[英女王死去] 一つの時代を築いた
( 9/10 付 )

 英国のエリザベス女王が8日、96歳で亡くなった。
 トラス新首相を任命する公務をこなした2日後のことだ。「私の人生が長くても短くても、皆さんや王室への奉仕にささげることを誓う」。21歳の誕生日スピーチで示したこの決意通りに退位せず、最期まで尽くした。
 戦後間もない1952年、25歳で即位する。英歴代君主の在位期間で最長となる約70年7カ月にわたり、英国の安定と国民統合の象徴として一つの時代を築いた。カナダやオーストラリアなど英連邦の元首を兼ね、英国教会の最高権威者でもあった。
 ユーモアセンスにもあふれ、「英国の母」として敬愛を集めた。最近でも、新型コロナウイルス流行下の2020年に異例の演説を行い「良い時代が来る」と、国民に結束を促した。
 記録的な物価高騰に直面し、生活支援策が喫緊の課題となる現代の英社会に、大きな喪失感を生むことは間違いない。
 「君臨すれども統治せず」という立憲君主制の原則に従い、政治とは一線を画したが、歴代首相から情勢報告を受けた。
 王室外交を展開し、各国首脳との関係も深かった。死去の報に世界中から悼む声が上がる。
 バイデン米大統領夫妻は「並ぶ者のない威厳を備えた女性指導者」とたたえ、これまで14人の米大統領と面会した女王の功績が「米英同盟を深化させた」との声明を発表した。
 約150年前、英領から自治領になったカナダのトルドー首相は「深い愛情を注いでくれた」と感謝。ロシアのプーチン大統領は「世界が権威を認めた」との弔電を送った。分断深まる世界情勢の中、外交舞台での無比の存在感が改めて惜しまれる。

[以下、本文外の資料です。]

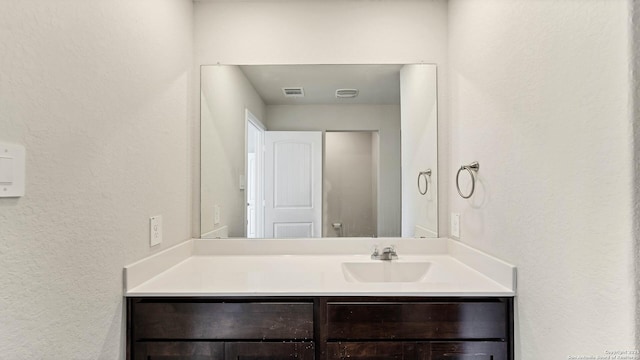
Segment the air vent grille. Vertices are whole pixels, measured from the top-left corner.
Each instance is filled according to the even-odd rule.
[[[301,87],[282,88],[285,97],[304,97],[304,89]]]
[[[354,98],[358,96],[358,89],[338,89],[336,90],[337,98]]]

 日本の皇室とも交流を重ねてきた。両国には第2次大戦で戦火を交えた歴史がある。1998年、在位中の上皇ご夫妻を英国に迎えた際の晩餐会で女王は「痛ましい記憶は、和解への力ともなる」とスピーチした。平和を祈る思いでつながる両国の親善の絆を今後も深めてほしい。
 90年代には長男チャールズ皇太子の離婚やダイアナ元妃の事故死で、王室は廃止論が浮上する危機に見舞われたが、身近な王室を目指した改革を進めた。
 後継にはチャールズ皇太子が新国王として即位した。今後、王室の在り方を巡って論議が起きる可能性もある。英国民が新国王とともに新時代を切り開いていくことを期待する。